Federal R&D tax credits can cover myriad activities, from basic R&D to innovating weaving techniques and many in between. In addition to the federal credit, most states offer R&D credits, but criteria may differ in key areas. To be eligible for any federal or state R&D credit, your research activity must satisfy the following:
  • Permitted Purpose Test:Activities must be intended to develop or improve the functionality, performance, reliability or quantity of a product, manufacturing process, software, invention, technique or formula. Importantly, the activity does not have to be successful to qualify.
  • Process of Experimentation Test: Activities must be designed to evaluate one or more alternatives to achieve a result. This test can be either formal or informal.
  • Technological in Nature Test: Activities must fundamentally rely on the principles of engineering or the physical, biological or computer sciences.
  • Uncertainty Test: Activities must attempt to eliminate uncertainty regarding how to develop or improve the component or the component’s appropriate design. When performing the uncertainty test, bear in mind the three major forms:
    • Capability uncertainty is present when the possibility of physically achieving research goals is in question.
    • Methodology uncertainty is when there’s confidence it’s possible to achieve research goals, but the “how” is in question. This form of uncertainty is typically the most expensive and is most often used by start-ups.
    • Appropriate design uncertainty, the most common type, is present when an experimentation process is required to ensure the design of the new component or process is appropriate for its application.
Once you’ve ensured your activities fall under the qualifying guidelines, your net benefit eligibility is determined based on Qualified Research Expenses (QREs) and must avoid statutorily excluded activities, such as routine data collection and more. See the full webinar for a complete list of QREs and statutorily excluded activities.

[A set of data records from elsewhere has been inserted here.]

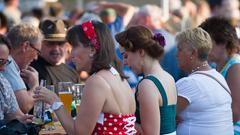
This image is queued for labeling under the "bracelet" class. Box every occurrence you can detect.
[50,101,63,111]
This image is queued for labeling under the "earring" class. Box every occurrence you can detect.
[89,53,93,58]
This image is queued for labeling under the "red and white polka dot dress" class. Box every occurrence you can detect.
[92,113,137,135]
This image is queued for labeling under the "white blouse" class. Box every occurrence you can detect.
[176,69,233,135]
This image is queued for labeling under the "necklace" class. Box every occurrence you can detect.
[192,63,208,73]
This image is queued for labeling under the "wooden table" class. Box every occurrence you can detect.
[39,122,67,135]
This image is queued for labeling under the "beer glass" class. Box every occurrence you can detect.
[45,85,56,131]
[73,83,85,112]
[58,82,73,114]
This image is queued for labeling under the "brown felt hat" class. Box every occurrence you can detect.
[40,20,67,41]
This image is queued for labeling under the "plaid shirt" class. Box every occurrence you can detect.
[0,73,18,120]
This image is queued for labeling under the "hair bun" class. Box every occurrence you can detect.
[153,32,166,47]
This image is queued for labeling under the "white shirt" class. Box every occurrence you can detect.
[176,69,233,135]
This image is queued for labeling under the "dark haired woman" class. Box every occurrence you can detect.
[115,26,177,135]
[35,21,136,135]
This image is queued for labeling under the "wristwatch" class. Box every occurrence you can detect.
[50,101,63,111]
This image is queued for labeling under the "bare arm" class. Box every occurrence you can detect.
[34,76,109,135]
[227,64,240,122]
[176,96,189,125]
[137,80,161,135]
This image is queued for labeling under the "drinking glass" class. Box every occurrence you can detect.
[45,85,56,131]
[73,83,85,112]
[58,82,73,114]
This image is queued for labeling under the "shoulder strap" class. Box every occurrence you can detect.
[193,72,231,96]
[144,75,168,106]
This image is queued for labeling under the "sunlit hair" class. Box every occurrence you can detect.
[199,17,240,53]
[115,25,165,59]
[0,34,12,51]
[66,21,125,78]
[176,28,212,61]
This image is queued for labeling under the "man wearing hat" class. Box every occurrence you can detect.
[0,23,42,113]
[31,20,80,86]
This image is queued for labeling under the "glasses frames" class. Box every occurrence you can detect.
[0,59,12,66]
[30,43,41,55]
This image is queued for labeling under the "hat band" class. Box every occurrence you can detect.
[45,34,66,38]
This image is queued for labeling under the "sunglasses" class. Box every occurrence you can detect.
[30,43,41,55]
[0,59,12,66]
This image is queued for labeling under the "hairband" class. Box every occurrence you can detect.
[82,21,100,51]
[153,33,166,47]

Taking a look at how the credit benefits companies in practice, imagine Product Company A is developing a combination hair dryer and styler, a frozen drink blender, a new shampoo formula and is undergoing a manufacturing line redesign to reduce defects. This company has $15 million in QREs in three years, including wages, supplies and contract research expenses. With proper accounting and guidance, this company’s net benefit in three years could be $1 million.

What’s new?

In October of 2016, new and final regulations for internal-use software (IUS) were issued effective for tax years ending on or after January 20, 2015. This included a narrowed definition of IUS and a clarification to two High Threshold of Innovation (HIT) tests for IUS. These new regulations are particularly important now because 2017 is the third tax year—the relevant timeline for credit eligibility. The recent developments create opportunities for all companies, especially those in the retail industry, that commit resources to developing software that interacts with third parties.